Tappeti con decorazione analoga appaiono raffigurati in alcuni dipinti della fine del XIV e dell'inizio del XV secolo, come nell'Annunciazione di Gentile da Fabriano.
Ciò fa supporre che la decorazione del tappeto di Marby fosse diffusa nei tappeti orientali di quel periodo.
Come spesso accade per tappeti così antichi, l'attribuzione del luogo di provenienza è controversa: se la provenienza più ampia e concorde è l'Asia minore, la struttura e il disegno del tappeto inducono a propendere più specificamente per il Caucaso.
Il tappeto di Marby misura m 1,45 × 1,09, è è annodato con nodo turkibaft con una densità di 75.000 nodi per metro quadrato.

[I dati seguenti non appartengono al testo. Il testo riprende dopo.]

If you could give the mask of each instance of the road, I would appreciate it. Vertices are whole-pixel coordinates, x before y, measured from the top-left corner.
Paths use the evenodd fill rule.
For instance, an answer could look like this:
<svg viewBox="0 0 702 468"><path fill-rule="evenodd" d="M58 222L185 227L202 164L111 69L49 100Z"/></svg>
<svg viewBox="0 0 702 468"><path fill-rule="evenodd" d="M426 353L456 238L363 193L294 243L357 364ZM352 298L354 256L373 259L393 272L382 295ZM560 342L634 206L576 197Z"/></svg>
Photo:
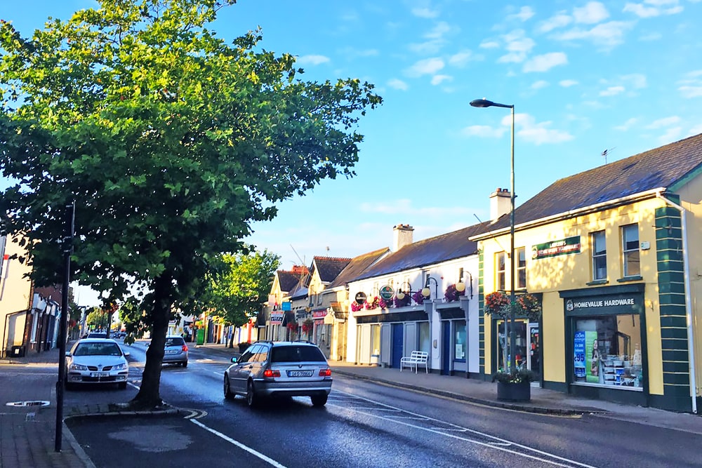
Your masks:
<svg viewBox="0 0 702 468"><path fill-rule="evenodd" d="M128 401L145 347L131 352L130 386L66 393L66 405ZM200 348L164 366L161 395L189 411L67 421L98 467L693 467L702 436L596 415L522 413L336 376L326 406L309 399L257 410L225 400L227 362Z"/></svg>

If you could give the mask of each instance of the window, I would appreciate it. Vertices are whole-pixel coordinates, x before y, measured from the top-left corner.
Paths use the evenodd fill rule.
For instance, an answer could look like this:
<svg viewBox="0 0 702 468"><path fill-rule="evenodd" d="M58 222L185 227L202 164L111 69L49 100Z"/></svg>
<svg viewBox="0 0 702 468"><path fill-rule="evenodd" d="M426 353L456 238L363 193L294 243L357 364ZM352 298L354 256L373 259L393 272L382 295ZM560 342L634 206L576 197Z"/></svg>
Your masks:
<svg viewBox="0 0 702 468"><path fill-rule="evenodd" d="M624 276L635 276L641 274L641 263L639 260L638 225L623 226L621 240Z"/></svg>
<svg viewBox="0 0 702 468"><path fill-rule="evenodd" d="M495 289L505 290L505 253L495 254Z"/></svg>
<svg viewBox="0 0 702 468"><path fill-rule="evenodd" d="M526 249L517 249L517 288L526 288Z"/></svg>
<svg viewBox="0 0 702 468"><path fill-rule="evenodd" d="M604 243L604 231L590 234L592 250L592 279L607 279L607 246Z"/></svg>

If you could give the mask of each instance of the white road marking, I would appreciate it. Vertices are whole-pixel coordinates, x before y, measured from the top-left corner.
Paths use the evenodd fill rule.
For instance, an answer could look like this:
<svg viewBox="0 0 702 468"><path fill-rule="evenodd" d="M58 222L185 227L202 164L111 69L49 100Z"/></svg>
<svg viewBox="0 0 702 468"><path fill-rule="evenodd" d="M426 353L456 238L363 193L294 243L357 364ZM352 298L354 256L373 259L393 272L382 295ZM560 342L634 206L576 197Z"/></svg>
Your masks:
<svg viewBox="0 0 702 468"><path fill-rule="evenodd" d="M197 420L192 419L191 418L190 421L193 424L197 424L198 426L199 426L202 429L205 429L206 431L209 431L210 432L211 432L212 434L215 434L218 437L220 437L221 439L223 439L224 440L227 441L230 443L232 443L232 444L233 444L233 445L239 447L241 450L246 450L246 452L249 452L251 455L254 455L256 457L258 457L258 458L260 458L261 460L263 460L264 462L266 462L269 464L271 464L271 465L272 465L274 467L276 467L276 468L286 468L285 465L281 464L280 463L278 463L277 461L275 461L272 458L267 457L266 455L263 455L260 452L257 452L256 450L253 450L251 447L247 447L246 446L244 445L241 442L239 442L238 441L234 440L233 439L232 439L229 436L223 434L221 432L220 432L219 431L216 431L215 429L212 429L211 427L208 427L207 426L206 426L205 424L202 424L201 422L200 422Z"/></svg>
<svg viewBox="0 0 702 468"><path fill-rule="evenodd" d="M544 452L543 450L538 450L536 448L533 448L529 447L527 446L522 445L521 443L517 443L517 442L512 442L512 441L508 441L507 439L502 439L502 438L500 438L500 437L497 437L496 436L493 436L493 435L491 435L489 434L486 434L484 432L481 432L479 431L476 431L475 429L470 429L470 428L468 428L468 427L461 427L461 426L458 426L457 424L447 423L447 422L446 422L444 421L442 421L440 420L437 420L437 419L434 418L434 417L429 417L429 416L425 416L424 415L420 415L420 414L417 413L413 413L411 411L408 411L406 410L403 410L402 408L397 408L397 407L395 407L395 406L392 406L390 405L388 405L388 404L385 404L384 403L380 403L379 401L376 401L374 400L371 400L370 399L364 398L363 396L358 396L357 395L354 395L353 394L347 393L346 392L343 392L341 390L334 390L334 392L338 392L340 393L343 393L343 394L345 394L346 395L349 395L350 396L353 396L353 397L357 398L358 399L360 399L360 400L364 400L364 401L368 401L369 403L373 403L378 405L380 406L384 406L385 408L395 409L395 410L397 410L399 411L401 411L401 412L403 412L403 413L407 413L407 414L409 414L409 415L413 415L414 416L416 416L418 417L421 417L421 418L423 418L423 419L427 420L435 421L435 422L440 422L442 424L447 424L449 426L451 426L451 427L453 427L454 429L463 429L463 432L467 432L467 433L470 433L470 434L475 434L476 436L479 436L481 437L484 437L484 438L488 439L492 439L493 441L492 442L481 442L479 441L477 441L477 440L475 440L473 439L470 439L468 437L463 437L463 436L456 435L456 434L447 434L446 432L448 430L449 430L449 428L446 428L446 429L435 429L435 428L431 428L431 427L423 427L421 426L418 426L418 425L416 425L416 424L410 424L409 422L406 422L404 421L400 420L400 418L398 418L397 417L386 416L385 415L379 415L379 414L373 413L368 413L367 411L365 411L365 410L359 410L357 408L350 408L350 407L347 407L347 406L340 406L334 405L334 404L331 404L330 405L329 403L327 403L328 406L336 406L337 408L340 408L341 409L346 410L348 410L348 411L357 411L357 413L360 413L364 414L364 415L365 415L366 416L371 416L372 417L376 417L378 419L381 419L381 420L386 420L386 421L392 421L392 422L395 422L397 424L404 424L405 426L408 426L408 427L412 427L413 429L419 429L419 430L421 430L421 431L427 431L428 432L432 432L433 434L439 434L439 435L441 435L441 436L445 436L446 437L451 437L452 439L457 439L461 440L461 441L468 442L470 443L475 443L476 445L482 446L483 447L489 447L489 448L493 448L494 450L501 450L501 451L503 451L503 452L507 452L508 453L512 453L513 455L519 455L520 457L524 457L525 458L530 458L531 460L537 460L537 461L539 461L539 462L543 462L544 463L548 463L550 464L553 464L553 465L558 466L558 467L572 467L572 466L577 466L577 467L583 467L583 468L595 468L592 465L585 464L584 463L580 463L579 462L576 462L575 460L569 460L568 458L564 458L563 457L559 457L558 455L553 455L552 453L548 453L548 452ZM378 409L378 408L376 408L376 409L374 409L373 410L377 410L377 409ZM522 453L518 452L516 450L514 450L512 448L506 448L505 447L507 447L507 446L514 447L514 448L521 448L521 449L522 449L524 450L527 450L529 452L535 453L536 455L529 455L528 453ZM538 456L538 455L541 455L541 456ZM550 459L555 459L556 460L559 460L560 462L562 462L562 463L559 463L558 462L554 461L554 460L549 460L550 458Z"/></svg>

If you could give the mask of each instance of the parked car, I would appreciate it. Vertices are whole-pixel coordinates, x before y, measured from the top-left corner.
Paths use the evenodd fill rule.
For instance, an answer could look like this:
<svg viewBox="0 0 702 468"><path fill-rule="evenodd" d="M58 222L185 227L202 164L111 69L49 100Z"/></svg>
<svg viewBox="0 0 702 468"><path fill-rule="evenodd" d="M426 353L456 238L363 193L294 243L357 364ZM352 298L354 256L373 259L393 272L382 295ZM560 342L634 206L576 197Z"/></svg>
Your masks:
<svg viewBox="0 0 702 468"><path fill-rule="evenodd" d="M163 363L180 364L183 367L187 367L187 345L182 336L166 337Z"/></svg>
<svg viewBox="0 0 702 468"><path fill-rule="evenodd" d="M120 389L126 389L129 374L127 356L129 353L123 352L114 340L79 340L66 353L66 389L79 384L102 383L117 383Z"/></svg>
<svg viewBox="0 0 702 468"><path fill-rule="evenodd" d="M246 396L249 407L265 397L310 396L324 406L331 391L331 369L314 343L258 341L224 373L224 395Z"/></svg>

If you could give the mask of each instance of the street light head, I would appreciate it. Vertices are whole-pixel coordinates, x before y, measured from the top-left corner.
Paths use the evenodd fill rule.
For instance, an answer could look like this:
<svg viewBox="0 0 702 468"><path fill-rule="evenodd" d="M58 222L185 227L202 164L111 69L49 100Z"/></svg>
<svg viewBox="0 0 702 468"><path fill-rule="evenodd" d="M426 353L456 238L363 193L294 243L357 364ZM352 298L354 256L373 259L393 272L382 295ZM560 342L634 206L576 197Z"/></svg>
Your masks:
<svg viewBox="0 0 702 468"><path fill-rule="evenodd" d="M474 107L489 107L493 105L494 105L494 102L489 101L486 99L474 99L470 101L470 105Z"/></svg>

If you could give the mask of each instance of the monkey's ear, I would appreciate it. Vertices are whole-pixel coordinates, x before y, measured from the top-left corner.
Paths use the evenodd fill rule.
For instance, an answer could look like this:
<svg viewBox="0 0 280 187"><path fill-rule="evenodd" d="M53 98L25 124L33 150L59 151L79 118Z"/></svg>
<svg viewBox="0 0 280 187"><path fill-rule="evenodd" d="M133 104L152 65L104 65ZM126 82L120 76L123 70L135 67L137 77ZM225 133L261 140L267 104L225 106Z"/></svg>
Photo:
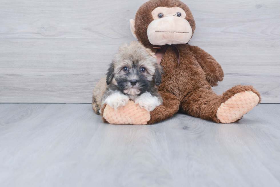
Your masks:
<svg viewBox="0 0 280 187"><path fill-rule="evenodd" d="M160 65L157 66L155 72L155 84L159 86L161 83L161 74L163 74L163 70Z"/></svg>
<svg viewBox="0 0 280 187"><path fill-rule="evenodd" d="M110 67L108 69L108 72L106 74L107 77L106 78L106 83L109 85L112 82L112 80L114 78L114 64L113 63L111 63Z"/></svg>
<svg viewBox="0 0 280 187"><path fill-rule="evenodd" d="M130 30L131 31L131 33L135 38L137 38L134 34L134 32L135 31L135 21L134 19L131 19L129 20L129 22L130 22Z"/></svg>

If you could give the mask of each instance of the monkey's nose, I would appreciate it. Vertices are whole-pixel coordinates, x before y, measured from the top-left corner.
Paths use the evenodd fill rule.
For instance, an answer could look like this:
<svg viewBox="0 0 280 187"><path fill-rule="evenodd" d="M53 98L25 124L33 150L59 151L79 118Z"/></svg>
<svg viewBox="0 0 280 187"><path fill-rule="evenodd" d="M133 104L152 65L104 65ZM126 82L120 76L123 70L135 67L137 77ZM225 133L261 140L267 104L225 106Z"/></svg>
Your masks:
<svg viewBox="0 0 280 187"><path fill-rule="evenodd" d="M137 83L137 81L135 79L130 80L129 82L130 82L130 84L132 86L134 86Z"/></svg>

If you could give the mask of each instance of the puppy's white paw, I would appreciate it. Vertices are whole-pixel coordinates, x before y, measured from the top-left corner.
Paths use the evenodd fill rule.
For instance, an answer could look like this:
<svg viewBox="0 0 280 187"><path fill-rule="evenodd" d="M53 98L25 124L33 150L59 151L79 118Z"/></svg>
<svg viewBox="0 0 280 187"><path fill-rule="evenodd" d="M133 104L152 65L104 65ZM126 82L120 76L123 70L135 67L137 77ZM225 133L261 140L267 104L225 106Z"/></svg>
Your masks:
<svg viewBox="0 0 280 187"><path fill-rule="evenodd" d="M107 104L116 110L119 107L124 106L129 100L129 98L118 92L116 92L110 95L106 98L102 103Z"/></svg>
<svg viewBox="0 0 280 187"><path fill-rule="evenodd" d="M147 92L141 94L136 98L134 100L134 102L139 104L140 108L144 108L149 112L152 111L157 106L162 104L159 98Z"/></svg>

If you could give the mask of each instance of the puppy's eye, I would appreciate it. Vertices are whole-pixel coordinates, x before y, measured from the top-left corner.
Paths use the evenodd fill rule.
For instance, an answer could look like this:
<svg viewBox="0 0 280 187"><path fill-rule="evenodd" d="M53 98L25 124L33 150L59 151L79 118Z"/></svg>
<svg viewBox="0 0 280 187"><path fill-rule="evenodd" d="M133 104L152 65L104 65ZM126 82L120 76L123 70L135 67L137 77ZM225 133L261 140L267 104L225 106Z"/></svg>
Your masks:
<svg viewBox="0 0 280 187"><path fill-rule="evenodd" d="M141 72L144 72L146 71L146 68L140 68L140 71Z"/></svg>
<svg viewBox="0 0 280 187"><path fill-rule="evenodd" d="M161 18L163 17L163 15L162 13L160 13L157 15L157 17L159 17L159 18Z"/></svg>

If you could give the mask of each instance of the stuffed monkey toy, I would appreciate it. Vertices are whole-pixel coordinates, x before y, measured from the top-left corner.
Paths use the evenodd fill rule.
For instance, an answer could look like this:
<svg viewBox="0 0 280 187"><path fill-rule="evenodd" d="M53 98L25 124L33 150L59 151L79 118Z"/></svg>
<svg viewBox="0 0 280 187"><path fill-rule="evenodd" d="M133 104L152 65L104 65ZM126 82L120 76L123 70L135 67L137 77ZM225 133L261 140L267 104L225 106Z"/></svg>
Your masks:
<svg viewBox="0 0 280 187"><path fill-rule="evenodd" d="M224 76L220 65L211 55L187 43L195 29L188 7L178 0L151 0L144 3L130 20L132 34L155 53L164 74L158 87L163 104L150 112L133 102L115 110L101 110L111 123L150 124L170 118L178 111L217 123L240 119L261 102L251 86L235 86L217 95L211 87ZM135 115L141 114L141 115Z"/></svg>

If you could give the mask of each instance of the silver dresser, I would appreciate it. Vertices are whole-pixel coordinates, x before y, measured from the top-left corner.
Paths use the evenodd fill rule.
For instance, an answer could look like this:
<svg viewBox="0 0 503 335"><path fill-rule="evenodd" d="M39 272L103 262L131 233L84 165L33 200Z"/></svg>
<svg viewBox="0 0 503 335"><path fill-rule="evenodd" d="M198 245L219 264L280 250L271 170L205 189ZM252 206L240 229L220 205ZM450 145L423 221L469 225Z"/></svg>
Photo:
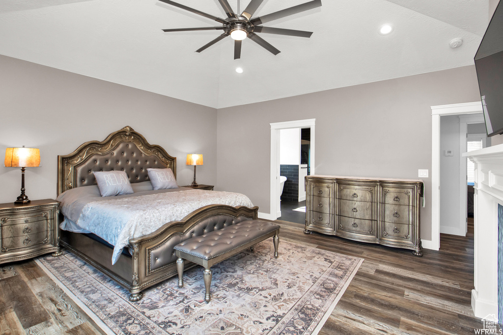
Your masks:
<svg viewBox="0 0 503 335"><path fill-rule="evenodd" d="M420 179L312 175L305 178L306 226L311 231L413 250L420 238Z"/></svg>

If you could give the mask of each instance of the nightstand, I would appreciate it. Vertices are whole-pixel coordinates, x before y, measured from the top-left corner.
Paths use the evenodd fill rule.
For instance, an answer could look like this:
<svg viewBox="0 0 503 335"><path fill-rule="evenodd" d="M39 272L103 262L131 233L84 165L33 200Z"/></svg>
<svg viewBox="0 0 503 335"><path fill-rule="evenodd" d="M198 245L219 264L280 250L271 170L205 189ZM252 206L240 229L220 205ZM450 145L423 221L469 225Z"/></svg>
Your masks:
<svg viewBox="0 0 503 335"><path fill-rule="evenodd" d="M203 184L199 184L199 185L196 186L194 185L188 185L187 187L191 187L195 189L205 189L208 190L208 191L213 191L214 186L213 185L204 185Z"/></svg>
<svg viewBox="0 0 503 335"><path fill-rule="evenodd" d="M0 264L50 252L61 255L59 214L59 202L52 199L0 203Z"/></svg>

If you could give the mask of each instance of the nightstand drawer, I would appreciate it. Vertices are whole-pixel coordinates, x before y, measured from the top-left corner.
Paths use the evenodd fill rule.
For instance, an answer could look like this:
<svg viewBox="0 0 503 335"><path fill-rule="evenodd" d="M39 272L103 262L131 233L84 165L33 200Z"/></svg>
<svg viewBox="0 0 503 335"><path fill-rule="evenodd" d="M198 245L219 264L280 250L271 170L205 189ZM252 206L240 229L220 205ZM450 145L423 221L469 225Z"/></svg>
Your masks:
<svg viewBox="0 0 503 335"><path fill-rule="evenodd" d="M49 217L52 217L52 208L46 210L36 209L27 211L21 214L15 213L7 215L0 215L0 222L2 226L10 226L11 225L21 225L22 224L30 224L39 221L47 220Z"/></svg>
<svg viewBox="0 0 503 335"><path fill-rule="evenodd" d="M50 229L48 220L32 222L22 225L5 225L2 227L2 235L5 239L16 236L24 236L45 232Z"/></svg>
<svg viewBox="0 0 503 335"><path fill-rule="evenodd" d="M22 236L2 238L2 252L6 252L11 249L30 248L41 243L47 243L49 240L49 234L50 232L47 231Z"/></svg>

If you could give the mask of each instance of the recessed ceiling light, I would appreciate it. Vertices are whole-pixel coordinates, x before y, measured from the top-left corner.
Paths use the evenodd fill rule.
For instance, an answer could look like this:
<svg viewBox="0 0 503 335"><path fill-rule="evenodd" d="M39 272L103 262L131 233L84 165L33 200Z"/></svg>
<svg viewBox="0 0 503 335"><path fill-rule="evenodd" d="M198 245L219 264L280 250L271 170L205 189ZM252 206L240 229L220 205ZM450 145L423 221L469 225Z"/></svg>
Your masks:
<svg viewBox="0 0 503 335"><path fill-rule="evenodd" d="M393 26L391 25L383 25L379 29L379 35L388 35L393 31Z"/></svg>

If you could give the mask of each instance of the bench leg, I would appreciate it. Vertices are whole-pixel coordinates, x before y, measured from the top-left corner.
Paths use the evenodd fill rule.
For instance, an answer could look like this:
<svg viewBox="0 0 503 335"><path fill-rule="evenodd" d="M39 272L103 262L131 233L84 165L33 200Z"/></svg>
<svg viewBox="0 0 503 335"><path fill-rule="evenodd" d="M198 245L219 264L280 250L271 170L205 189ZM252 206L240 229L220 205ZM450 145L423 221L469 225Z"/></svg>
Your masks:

L'ordito, la trama e il vello sono in lana: in particolare, l'analisi a rilevato che i fili dell'ordito sono lana di capra del Tibet; i fili della trama sono rossi, come in molti esemplari caucasici; i fili del vello sono molto spessi, caratteristica propria della maggior parte delle provenienze caucasiche.
Il tappeto in discreto stato di conservazione anche se, purtroppo, è stato tagliato in due parti, oggi ricucite: manca così una piccola zona centrale tra i due grandi ottagoni.
Il campo del tappeto di Marby è decorato da due grandi ottagoni uguali delimitati da una greca tipicamente caucasica nota come cane che corre.
All'interno di ogni ottagono la decorazione è costituita da un albero estremamente stilizzato ottenuto con un abile gioco di greche e da due uccelli affrontati anch'essi stilizzati e ottenuti con una composizione di greche.
La bordura ha uno sviluppo limitato rispetto al campo, si distribuisce in tre fasce, di cui quella centrale è leggermente più larga delle altre due, semplicemente decorate con un susseguirsi di greche.
Il numero dei colori utilizzati è limitato: giallo per il fondo del campo; rosso, marrone, beige e blu per i motivi.
5. Tappeto Egiziano (XVI secolo)
Il tappeto Egiziano riprodotto nella foto accanto e conservato a Vienna, Österreichisches Museum für angewandte Kunst, è rappresentativo dell'artigianato che fiorì nella città di Cairo intorno al XV secolo durante il periodo dei sultani mamelucchi, che regnarono in Egitto dal 1252 al 1517.
In realtà l'artigianato del tappeto al Cairo continuò anche dopo la conquista dell'Egitto da parte dei turchi ottomani nel 1517.
Sotto il regno del sultano ottomano Solimano il Magnifico (1520 - 1566) fu avviata a Costantinopoli una manifattura sultaniale che si avvaleva di artigiani egiziani.
I tappeti ivi realizzati erano molto simili ai tappeti anteriori e dello stesso periodo annodati al Cairo e sono noti come tappeti turco-egiziani. L'esemplare raffigurato misura m 2,60 x 2,40; ordito, trama e vello sono in lana.
Una estrema e raffinata geometria decorativa caratterizza questo tappeto. Sul caleidoscopio decoro del campo si innesta il grande ottagono composto da un susseguirsi di ottagoni più piccoli che si distinguono grazie all'alternanza dell'azzurro e del verde pallido come colori di fondo, mentre le decorazioni utilizzano sempre il rosso.
La bordura è composta da due esili cornici perimetrali che racchiudono la cornice principale, decorata dall'alternanza di due ottagoni, il piccolo con campo risso e il grande con campo verde pallido.
Altri tappeti appartenenti a questo gruppo utilizzano la seta per l'ordito e il vello, limitando l'uso della lana ai fili della trama. Il nodo è di tipo farsibaft, come in tutti i tappeti egiziani e turco-egiziani, con una densità di 140.000 nodi per metro quadrato.
La decorazione di tutti i tappeti egiziani e turco-egiziani ha uno schema comune: la ripetizione del disegno in quattro quarti uguali: dividendo infatti il tappeto con due linee perpendicolari che passano per il centro si ottengono quattro parti uguali e speculari a due a due.
L'insieme della decorazione, che si dipana attorno al grande ottagono, è composto da numerose figure geometriche preziosamente decorate da un fitto intreccio di motivi vegetali stilizzati.